New York City Ballet
Romeo + Juliet
New York, David H. Koch Theater
13 February 2015
It is the greatest of ironies that the world’s most famous love story ends in a double suicide. Despite the carnage, New York City Ballet scheduled Romeo + Juliet for Valentine’s Day weekend, making opening night Friday the 13th, and it worked – the Koch was packed with nuzzling couples, dressed to the nines and conducting flagrant public displays of affection.
Like many productions, Martins sets the Shakespearean tragedy to Prokofiev’s inescapable score, but trims the standard three acts down to two, which in many respects shouldn’t do the ballet any major disservice, as the story is so well known. What is interesting is that despite Martins’ truncated take, this is not a “high concentrate” version, and vast swathes of the production lag.
Taking a minimalist approach, the sets are austere but for some abstract expressionist scratchings on the backdrop and costumes – the latter taking on a garish, radioactive primary palette. The main structure is a simple box of a castle – which also serves as the chapel and the tomb – in front of a blood red backdrop. Some of the costumes are truly unfortunate, with half of the corps in bright green camouflage dresses.
Sterling Hyltin was a flitty, gleeful and delicate Juliet on opening night, with a hunky Robert Fairchild as her Romeo. But the male dancer who really stole the show was Joaquin De Luz as Tybalt. Dark, swarthy and with just a slice of a goatee, De Luz looks more like an agile football (i.e. soccer) player who just so happens to be an exceptional danseur. While all the men are supposed to insult, cut, jab and stab each other, only De Luz did it with the conviction and anger of a cocky, pride-hungry man. His every move is chiseled, with the sharpest sword fighting and the fleetest of feet.
Daniel Ulbricht is a feisty Mercutio – his fifths tight, his leaps light – but Martins’ staging of his death lacks the sensitive complexity his character deserves. The big fencing sequence suffers a slump of energy smack in the middle. The dancers look lost, lunging sleepily at each other when the story (and music) calls for ruthless slaughter. Things pick up when Prokofiev brings back the main halting theme, but it’s a shame the momentum was lost.
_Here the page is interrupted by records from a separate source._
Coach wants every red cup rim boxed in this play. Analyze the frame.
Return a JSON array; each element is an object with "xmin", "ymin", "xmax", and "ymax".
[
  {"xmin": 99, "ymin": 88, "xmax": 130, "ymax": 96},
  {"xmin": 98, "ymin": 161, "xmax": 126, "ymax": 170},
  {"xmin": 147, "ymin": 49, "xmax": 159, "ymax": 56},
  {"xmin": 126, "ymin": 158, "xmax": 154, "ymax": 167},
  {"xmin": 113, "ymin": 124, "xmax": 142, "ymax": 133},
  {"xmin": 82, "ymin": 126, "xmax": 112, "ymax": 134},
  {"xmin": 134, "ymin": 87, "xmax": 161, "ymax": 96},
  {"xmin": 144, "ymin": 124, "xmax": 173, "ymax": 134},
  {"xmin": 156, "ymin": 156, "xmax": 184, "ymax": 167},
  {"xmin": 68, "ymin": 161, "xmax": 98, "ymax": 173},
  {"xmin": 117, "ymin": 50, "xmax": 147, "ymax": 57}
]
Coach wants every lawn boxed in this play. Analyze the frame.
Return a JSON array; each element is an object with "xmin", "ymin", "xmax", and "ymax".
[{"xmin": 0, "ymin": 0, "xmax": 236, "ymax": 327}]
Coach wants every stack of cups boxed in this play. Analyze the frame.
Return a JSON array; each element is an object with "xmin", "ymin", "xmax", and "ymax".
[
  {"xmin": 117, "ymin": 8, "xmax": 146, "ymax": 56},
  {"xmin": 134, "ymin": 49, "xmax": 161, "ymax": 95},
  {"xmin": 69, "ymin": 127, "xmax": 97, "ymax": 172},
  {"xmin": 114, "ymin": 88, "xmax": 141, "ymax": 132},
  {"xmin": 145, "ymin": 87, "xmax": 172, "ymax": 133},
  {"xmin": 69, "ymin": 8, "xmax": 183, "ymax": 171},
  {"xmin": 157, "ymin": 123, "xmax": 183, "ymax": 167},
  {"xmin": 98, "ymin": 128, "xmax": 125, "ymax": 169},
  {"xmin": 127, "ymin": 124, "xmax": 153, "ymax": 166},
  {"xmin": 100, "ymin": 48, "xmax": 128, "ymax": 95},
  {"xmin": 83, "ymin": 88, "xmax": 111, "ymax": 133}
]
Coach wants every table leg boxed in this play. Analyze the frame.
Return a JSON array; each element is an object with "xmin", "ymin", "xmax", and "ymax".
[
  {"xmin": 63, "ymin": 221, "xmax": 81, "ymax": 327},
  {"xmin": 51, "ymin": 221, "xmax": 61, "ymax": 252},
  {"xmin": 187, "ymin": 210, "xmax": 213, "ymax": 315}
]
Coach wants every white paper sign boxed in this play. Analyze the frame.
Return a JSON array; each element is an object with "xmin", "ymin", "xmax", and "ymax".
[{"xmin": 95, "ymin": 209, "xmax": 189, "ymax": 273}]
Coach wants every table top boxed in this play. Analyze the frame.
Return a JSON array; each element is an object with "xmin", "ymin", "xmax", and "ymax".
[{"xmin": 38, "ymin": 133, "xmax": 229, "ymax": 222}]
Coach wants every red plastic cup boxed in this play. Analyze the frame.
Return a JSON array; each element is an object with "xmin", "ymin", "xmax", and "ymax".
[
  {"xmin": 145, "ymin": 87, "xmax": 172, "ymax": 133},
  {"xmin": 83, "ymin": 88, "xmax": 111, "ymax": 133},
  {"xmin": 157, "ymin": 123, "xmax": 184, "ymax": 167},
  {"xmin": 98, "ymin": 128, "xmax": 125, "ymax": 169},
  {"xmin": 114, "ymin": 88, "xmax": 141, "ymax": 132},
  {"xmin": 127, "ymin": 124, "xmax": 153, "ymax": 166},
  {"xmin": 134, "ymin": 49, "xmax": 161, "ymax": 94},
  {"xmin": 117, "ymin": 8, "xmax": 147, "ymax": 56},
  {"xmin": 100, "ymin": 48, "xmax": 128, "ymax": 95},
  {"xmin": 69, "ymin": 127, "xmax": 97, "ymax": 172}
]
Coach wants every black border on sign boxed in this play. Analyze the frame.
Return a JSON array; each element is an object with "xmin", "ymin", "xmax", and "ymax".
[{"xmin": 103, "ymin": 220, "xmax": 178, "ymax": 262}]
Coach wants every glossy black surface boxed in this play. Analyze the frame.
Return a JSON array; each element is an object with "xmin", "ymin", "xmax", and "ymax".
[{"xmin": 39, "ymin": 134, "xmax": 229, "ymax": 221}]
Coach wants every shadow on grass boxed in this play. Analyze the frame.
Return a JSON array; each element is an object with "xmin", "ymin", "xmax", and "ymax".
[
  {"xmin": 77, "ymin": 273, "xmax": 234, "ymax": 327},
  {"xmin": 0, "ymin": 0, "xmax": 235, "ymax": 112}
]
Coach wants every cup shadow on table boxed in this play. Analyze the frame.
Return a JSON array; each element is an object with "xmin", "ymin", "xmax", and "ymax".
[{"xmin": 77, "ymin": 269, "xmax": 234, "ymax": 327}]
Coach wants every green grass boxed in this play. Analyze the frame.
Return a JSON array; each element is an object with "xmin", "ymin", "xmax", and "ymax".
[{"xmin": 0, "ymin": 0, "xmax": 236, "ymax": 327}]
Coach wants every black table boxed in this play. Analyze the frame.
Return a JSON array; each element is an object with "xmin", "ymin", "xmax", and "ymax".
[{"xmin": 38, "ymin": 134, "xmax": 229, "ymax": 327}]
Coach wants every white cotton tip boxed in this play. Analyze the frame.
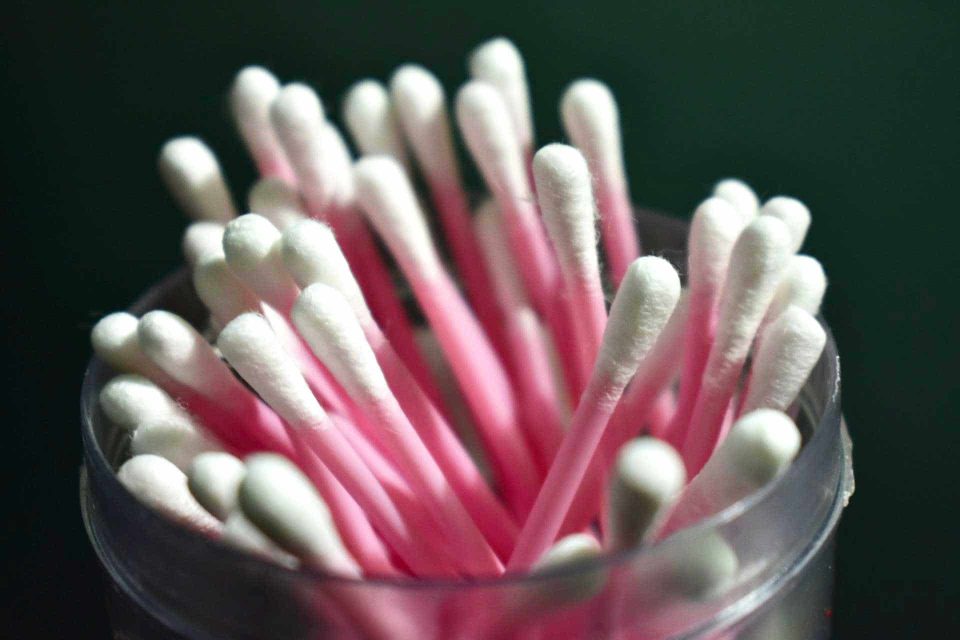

The balcony pas de deux, what all the paramours have come to see, is decent. There are the sweeping, leg splitting lifts, drippy back drapes (so much so that Hyltin at times looks dead), and romantic clutches in abundance. But his pas is mostly in keeping with Balanchine style, and when Prokofiev’s winds take on the sound of a thousand birds announcing the coming dawn, Romeo partners Juliet in hops en pointe in arabesque before she flies away. It is an all too brief, deeply musical cadence of which there should have been more. During an awkward penchee arabesque promenade, Hyltin looked like she might actually fall – and not in a stylish way.
Hyltin chose an abrupt end, barely considering her demise before giving herself a quick puncture to her abdomen and all her girlishness was gone. It was a swift punch to the gut that communicated the shocking suddenness of suicide.
Hyltin and Fairchild put out plenty of emotion, but the overall result is fairly textbook, but it’s not necessarily their fault. Time isn’t really made for mime in this version, although there seems to be plenty of bars dedicated to parading courtiers. With such a short take, one would think the pomp would get cut, or at least streamlined. I’ve never seen so many people check their phones during a performance before, let alone with such frequency. Yes manners have declined, but if one wants to be utterly swept away by Shakespeare’s most famous love (and war) story, they may have to look elsewhere.